5 unique self-care ideas to navigate grief

Self-care encompasses anything that helps us unwind or makes us feel good, from little things such as sipping a hot cup of coffee and reading a book to spa weekends and aerobic workouts. The point is to not forget about you while you’re busy spinning numerous plates, and particularly when life is going wrong or is throwing up more challenges than usual. Taking a moment to care for ourselves is one way to help us find hope and restoration when we are up against it.

Self-care is not just a nice thing to do, it’s an essential part of survival. Taking time for yourself will lift a mood, improve self-esteem and dilute stress, to name a few benefits. I find it makes me calmer, less irritable and clears my mind.

Being kind to yourself when you are grieving

Because grief is so personal, how you find your peace is also different for each person.

When you’re grieving, self-care in the traditional sense can very hard to do. I had been a busy working mum who made time for regular exercise, reading books and lunches with friends, but found I couldn’t do any of these. It was another layer of grief to lose my ‘self’ too.

It was two years before I could do anything remotely relaxing. I tried a gentle exercise class with meditation but my anxiety went through the roof as I lay there feeling my heartbeat slowing. Meditation felt like dying to me.

I finally went for a facial, but again, I had to fight the urge to run. It’s crazy as it seems such an innocent, ‘lovely’ thing to do.

I couldn’t read a book for years after Abi died. There was no head room for escapism in popular fiction.

In those early years, I had to find a way to care for myself without the painful reminders and anxieties. It wasn’t easy. I had to think outside the box.
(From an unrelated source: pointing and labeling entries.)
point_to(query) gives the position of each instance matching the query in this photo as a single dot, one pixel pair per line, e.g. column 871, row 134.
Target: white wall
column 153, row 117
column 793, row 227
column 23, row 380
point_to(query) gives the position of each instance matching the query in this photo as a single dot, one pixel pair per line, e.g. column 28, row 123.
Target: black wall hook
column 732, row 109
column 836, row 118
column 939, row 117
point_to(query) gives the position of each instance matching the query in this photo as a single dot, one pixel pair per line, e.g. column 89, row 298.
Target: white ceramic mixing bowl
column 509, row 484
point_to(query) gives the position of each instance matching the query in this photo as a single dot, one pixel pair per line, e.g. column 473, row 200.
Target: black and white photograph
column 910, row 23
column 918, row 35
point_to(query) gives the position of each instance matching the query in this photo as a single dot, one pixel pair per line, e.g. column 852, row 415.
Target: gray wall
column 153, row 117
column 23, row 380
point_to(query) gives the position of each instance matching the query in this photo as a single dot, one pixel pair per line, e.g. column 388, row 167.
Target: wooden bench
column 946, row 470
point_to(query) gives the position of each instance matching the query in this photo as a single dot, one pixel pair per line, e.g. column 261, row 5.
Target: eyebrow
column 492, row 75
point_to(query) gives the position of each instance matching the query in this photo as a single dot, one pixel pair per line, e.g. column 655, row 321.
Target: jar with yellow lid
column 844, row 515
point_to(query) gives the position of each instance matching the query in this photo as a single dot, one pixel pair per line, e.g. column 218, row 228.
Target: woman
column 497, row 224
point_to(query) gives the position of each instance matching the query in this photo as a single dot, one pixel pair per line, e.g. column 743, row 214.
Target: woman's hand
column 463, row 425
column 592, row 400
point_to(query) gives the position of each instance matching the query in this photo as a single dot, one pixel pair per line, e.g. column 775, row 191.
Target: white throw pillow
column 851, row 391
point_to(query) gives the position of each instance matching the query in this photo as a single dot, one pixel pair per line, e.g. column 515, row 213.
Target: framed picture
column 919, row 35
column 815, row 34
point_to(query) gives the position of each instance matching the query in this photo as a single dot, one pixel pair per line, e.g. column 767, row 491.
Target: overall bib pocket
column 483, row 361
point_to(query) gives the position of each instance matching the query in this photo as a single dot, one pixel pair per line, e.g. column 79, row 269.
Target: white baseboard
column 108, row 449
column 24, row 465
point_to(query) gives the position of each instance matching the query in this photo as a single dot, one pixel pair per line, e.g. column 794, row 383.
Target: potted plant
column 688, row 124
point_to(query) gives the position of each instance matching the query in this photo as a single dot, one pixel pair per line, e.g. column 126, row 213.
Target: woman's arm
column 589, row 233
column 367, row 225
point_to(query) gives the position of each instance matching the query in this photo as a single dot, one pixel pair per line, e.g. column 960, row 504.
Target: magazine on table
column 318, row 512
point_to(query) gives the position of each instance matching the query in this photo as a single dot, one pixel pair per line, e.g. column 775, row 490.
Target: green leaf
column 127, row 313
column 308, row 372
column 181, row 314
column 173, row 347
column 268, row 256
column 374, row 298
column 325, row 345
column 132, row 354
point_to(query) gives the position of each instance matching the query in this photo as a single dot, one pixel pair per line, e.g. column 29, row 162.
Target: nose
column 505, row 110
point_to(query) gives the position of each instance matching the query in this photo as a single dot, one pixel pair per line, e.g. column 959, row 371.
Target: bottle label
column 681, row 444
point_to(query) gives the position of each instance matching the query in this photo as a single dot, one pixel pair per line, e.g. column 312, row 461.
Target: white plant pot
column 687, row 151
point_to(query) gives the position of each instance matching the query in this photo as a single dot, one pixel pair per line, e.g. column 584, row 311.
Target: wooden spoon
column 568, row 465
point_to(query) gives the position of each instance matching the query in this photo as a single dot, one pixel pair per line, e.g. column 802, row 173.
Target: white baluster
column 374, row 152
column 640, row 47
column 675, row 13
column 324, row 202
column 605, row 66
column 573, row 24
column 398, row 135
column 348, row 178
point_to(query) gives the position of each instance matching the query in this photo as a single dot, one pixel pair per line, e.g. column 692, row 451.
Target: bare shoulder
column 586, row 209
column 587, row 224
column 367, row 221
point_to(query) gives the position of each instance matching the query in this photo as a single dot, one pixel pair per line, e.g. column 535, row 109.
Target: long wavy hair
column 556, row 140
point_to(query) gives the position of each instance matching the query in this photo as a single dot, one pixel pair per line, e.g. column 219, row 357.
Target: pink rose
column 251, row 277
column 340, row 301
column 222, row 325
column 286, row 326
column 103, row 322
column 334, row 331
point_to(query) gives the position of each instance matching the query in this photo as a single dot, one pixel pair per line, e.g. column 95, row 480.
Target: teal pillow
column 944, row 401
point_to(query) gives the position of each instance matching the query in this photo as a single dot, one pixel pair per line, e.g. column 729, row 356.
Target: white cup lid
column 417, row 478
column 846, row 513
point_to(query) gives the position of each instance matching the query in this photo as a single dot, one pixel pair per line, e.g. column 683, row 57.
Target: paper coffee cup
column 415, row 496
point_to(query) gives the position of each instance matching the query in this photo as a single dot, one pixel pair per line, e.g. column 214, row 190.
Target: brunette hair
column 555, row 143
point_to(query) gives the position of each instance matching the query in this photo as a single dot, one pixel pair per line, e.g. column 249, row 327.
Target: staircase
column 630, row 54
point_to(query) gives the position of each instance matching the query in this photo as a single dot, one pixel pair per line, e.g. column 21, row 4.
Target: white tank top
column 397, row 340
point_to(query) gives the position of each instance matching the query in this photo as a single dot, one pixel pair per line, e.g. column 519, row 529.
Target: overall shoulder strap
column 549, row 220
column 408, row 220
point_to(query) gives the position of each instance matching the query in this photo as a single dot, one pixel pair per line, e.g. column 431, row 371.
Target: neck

Five ways to make time for yourself when you are grieving

Journalling – Writing using ink and paper is a proven therapeutic method as it works on different parts of your brain, enabling you to process and release emotion. It was this that inspired my grief journal. I always feel calmer after a writing session.

Walking – Being outside getting fresh air is a popular stress reliever. In my grief haze, I’d look intently at the details of everything: the patterns on the pavement, the shapes of the trees, the clouds and skies. Walking allows your mind to wander and helps process thoughts. On difficult days, walk somewhere different, to avoid having conversations with people. I quite like the simple passing greeting of a stranger as it helps me feel normal without the pressure of talking about me.

Resting – Not wanting to see anyone is a common aspect of grief. Just having a space at home to be peaceful but without going out is helpful. My bedroom often is a place I like to lie down in the day, as I can look out of the window, watch the birds and clouds, rest and reflect. With a busy home, finding solitude is near impossible but grab moments when you can.

Showering – Baths while lovely can be a hassle, but showers can be equally therapeutic. There’s something about the water pouring over you and down that washes you yet cloaks you in warmth and comfort. It’s also a safe, quiet place to cry.

Photography – Being behind the lens can give you a fresh perspective on what you are seeing. By focusing on the detail of a moment, you can almost step inside it, and forget the overwhelm around you.

These self-care moments have helped me walk through the bad days. Knowing ways I can help myself, gently, without guilt or fear, goes a long way to getting me through them.

What about you? What are the ways you look after yourself through difficult times?